February 25, 2013 / 18:48 IST
Moneycontrol Bureau
Brokerage house Citi expects Union Budget 2013 to focus on investments and savings, rather than consumption, as has been mostly the case in the past. It is also confident that the Finance Minister will be able to achieve his stated targets on fiscal deficit—5.3 percent this year and 4.8 percent next year.
"We expect the market to focus on: (a) incentives for financial savings, including equity; b) roadmap or commitment on GST; c) legislative intent on land acquisition, sectoral FDI, insurance; d) infra and capital investments; e) bond markets; and f) execution commitments and initiatives," said the Citi note to clients.

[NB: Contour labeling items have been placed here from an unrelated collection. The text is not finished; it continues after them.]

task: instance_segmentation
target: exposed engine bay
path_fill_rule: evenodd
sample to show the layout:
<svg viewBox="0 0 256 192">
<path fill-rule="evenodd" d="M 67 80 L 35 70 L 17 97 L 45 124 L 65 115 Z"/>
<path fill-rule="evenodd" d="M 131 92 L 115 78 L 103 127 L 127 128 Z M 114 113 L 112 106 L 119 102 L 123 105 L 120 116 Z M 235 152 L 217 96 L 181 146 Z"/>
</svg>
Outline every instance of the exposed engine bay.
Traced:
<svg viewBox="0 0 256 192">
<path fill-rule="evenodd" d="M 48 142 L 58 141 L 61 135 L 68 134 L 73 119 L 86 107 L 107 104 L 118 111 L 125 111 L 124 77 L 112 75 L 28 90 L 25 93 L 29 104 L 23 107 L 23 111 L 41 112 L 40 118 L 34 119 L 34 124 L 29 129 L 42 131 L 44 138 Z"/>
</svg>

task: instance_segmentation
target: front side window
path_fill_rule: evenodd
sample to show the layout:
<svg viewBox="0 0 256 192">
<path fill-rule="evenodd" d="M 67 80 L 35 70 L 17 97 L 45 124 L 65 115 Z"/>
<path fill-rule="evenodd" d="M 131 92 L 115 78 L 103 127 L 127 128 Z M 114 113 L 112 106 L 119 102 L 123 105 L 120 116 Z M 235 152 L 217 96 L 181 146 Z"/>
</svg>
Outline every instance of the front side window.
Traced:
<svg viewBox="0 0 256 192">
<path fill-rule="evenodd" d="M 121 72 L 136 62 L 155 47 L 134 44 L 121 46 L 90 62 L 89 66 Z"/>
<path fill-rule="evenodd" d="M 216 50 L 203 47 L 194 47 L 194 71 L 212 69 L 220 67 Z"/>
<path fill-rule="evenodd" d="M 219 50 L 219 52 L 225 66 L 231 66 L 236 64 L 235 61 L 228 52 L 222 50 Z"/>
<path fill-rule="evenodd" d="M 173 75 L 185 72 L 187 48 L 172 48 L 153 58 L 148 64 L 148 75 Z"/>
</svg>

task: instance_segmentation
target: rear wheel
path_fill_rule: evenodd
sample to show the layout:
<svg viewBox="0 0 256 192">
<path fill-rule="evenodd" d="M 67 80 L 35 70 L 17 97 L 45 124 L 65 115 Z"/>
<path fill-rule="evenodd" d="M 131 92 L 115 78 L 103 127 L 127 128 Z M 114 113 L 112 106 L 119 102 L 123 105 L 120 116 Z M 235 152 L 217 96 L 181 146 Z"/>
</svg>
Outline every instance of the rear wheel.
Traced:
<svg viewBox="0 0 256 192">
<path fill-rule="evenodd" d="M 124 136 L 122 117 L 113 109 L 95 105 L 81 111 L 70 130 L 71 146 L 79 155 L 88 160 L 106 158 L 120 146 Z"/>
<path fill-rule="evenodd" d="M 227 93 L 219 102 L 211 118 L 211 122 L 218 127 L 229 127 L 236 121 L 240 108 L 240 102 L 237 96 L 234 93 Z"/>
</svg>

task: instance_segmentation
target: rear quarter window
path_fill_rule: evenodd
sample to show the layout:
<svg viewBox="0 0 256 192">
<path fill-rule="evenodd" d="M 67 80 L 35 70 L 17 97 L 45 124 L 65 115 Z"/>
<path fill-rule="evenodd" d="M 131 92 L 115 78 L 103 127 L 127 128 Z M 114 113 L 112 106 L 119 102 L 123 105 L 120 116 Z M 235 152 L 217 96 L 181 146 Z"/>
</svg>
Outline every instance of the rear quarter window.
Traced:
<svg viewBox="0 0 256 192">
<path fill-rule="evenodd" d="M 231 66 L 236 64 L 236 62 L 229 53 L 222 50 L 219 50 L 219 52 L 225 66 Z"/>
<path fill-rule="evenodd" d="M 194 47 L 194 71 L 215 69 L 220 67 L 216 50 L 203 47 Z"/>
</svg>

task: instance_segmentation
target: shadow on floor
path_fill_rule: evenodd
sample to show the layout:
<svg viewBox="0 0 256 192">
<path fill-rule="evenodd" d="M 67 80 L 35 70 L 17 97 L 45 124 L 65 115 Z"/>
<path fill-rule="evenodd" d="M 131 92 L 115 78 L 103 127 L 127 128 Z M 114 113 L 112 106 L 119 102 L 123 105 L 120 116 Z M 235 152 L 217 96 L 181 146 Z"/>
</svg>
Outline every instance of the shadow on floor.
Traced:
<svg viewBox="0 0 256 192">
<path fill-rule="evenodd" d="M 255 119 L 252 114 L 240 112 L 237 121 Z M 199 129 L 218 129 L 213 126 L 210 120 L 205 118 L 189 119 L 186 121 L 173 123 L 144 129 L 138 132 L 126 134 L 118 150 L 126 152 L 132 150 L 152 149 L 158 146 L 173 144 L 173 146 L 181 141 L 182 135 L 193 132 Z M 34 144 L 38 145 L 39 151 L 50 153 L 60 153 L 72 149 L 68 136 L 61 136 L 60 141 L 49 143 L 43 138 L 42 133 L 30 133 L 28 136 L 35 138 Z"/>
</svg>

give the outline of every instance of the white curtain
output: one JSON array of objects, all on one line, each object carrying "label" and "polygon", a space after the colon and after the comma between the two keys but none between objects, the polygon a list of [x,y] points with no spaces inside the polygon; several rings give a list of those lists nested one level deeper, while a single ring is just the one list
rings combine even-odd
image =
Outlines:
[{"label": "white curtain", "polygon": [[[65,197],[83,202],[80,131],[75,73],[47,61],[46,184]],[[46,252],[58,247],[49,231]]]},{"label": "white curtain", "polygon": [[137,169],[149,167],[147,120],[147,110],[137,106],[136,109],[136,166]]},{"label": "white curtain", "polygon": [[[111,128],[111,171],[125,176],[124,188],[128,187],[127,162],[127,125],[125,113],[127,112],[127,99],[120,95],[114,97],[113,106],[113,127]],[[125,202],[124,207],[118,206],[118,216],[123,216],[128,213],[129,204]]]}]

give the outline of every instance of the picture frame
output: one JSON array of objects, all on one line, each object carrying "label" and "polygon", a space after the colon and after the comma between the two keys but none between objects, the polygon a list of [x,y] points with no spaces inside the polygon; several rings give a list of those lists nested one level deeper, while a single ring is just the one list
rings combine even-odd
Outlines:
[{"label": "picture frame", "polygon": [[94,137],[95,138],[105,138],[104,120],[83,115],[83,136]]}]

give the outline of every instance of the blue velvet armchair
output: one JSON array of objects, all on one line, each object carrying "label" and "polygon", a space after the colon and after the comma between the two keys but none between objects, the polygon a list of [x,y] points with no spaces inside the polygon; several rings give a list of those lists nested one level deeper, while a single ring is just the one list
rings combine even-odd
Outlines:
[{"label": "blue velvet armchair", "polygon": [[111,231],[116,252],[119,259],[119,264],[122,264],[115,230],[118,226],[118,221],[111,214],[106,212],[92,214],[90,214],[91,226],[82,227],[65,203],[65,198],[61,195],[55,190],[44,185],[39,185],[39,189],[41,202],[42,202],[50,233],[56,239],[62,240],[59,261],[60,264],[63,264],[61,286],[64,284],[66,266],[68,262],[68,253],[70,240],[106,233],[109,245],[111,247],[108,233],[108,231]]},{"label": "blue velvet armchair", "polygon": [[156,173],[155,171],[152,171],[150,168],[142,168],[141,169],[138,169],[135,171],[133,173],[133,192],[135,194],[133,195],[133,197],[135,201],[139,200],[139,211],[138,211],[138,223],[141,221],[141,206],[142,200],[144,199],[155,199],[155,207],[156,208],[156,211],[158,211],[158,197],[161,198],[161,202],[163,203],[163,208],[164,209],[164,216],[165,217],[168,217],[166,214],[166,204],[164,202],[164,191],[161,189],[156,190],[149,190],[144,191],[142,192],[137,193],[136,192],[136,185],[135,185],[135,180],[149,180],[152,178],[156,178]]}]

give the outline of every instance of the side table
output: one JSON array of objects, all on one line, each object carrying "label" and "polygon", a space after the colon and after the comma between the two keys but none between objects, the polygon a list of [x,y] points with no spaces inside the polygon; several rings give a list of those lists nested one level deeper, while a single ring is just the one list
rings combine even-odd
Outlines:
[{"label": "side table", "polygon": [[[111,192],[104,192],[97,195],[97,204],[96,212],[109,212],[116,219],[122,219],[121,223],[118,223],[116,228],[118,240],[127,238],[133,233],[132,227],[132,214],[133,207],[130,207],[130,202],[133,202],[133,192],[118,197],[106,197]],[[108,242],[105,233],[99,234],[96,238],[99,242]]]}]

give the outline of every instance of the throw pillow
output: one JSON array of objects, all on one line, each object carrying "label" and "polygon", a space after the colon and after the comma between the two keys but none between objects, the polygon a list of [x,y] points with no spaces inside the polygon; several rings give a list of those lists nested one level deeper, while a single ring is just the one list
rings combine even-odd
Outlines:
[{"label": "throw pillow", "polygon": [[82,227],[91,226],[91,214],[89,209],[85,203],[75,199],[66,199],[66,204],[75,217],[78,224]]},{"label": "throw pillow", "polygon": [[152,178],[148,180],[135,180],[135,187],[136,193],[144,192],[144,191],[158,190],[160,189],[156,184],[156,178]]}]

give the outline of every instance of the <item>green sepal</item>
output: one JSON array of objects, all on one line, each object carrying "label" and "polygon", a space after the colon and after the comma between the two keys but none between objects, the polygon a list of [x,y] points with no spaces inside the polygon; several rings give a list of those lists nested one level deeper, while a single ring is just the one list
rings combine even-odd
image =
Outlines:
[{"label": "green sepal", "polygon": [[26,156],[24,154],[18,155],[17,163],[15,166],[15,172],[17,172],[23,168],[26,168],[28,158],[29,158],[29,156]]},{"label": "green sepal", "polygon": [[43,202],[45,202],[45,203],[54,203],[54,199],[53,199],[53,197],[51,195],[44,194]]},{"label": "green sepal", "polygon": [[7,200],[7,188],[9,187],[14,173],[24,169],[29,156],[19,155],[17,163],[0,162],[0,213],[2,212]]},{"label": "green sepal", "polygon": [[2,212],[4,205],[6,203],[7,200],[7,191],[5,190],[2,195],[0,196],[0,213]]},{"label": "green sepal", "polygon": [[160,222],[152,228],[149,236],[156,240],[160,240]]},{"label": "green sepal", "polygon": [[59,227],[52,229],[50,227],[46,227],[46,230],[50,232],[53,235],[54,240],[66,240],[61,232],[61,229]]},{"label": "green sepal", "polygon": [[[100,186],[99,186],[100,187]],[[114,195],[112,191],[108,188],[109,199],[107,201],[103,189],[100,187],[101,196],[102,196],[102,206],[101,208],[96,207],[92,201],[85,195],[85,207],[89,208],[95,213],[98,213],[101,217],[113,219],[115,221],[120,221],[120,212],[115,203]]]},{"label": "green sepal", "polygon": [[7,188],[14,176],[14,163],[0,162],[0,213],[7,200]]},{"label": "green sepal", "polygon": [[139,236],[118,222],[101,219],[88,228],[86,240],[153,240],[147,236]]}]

"We expect FM to achieve his stated targets on fiscal deficit (5.3 percent for FY13/4.8 percent for FY14) with a mix of (a) controlled expenditure – plan and non-plan (primarily subsidies); (b) revenue boosters – higher tax through "surcharge" and some cut in pre-crisis sops; and (c) thrust on divestments/non-tax revenue sources," the note says.
Citi sees potential upsides for energy, real estate, banking, insurance/savings sectors and metals, and some downside risks for consumer and auto sectors.
"Budget will likely be biased towards investments and savings, rather than consumption," the note says.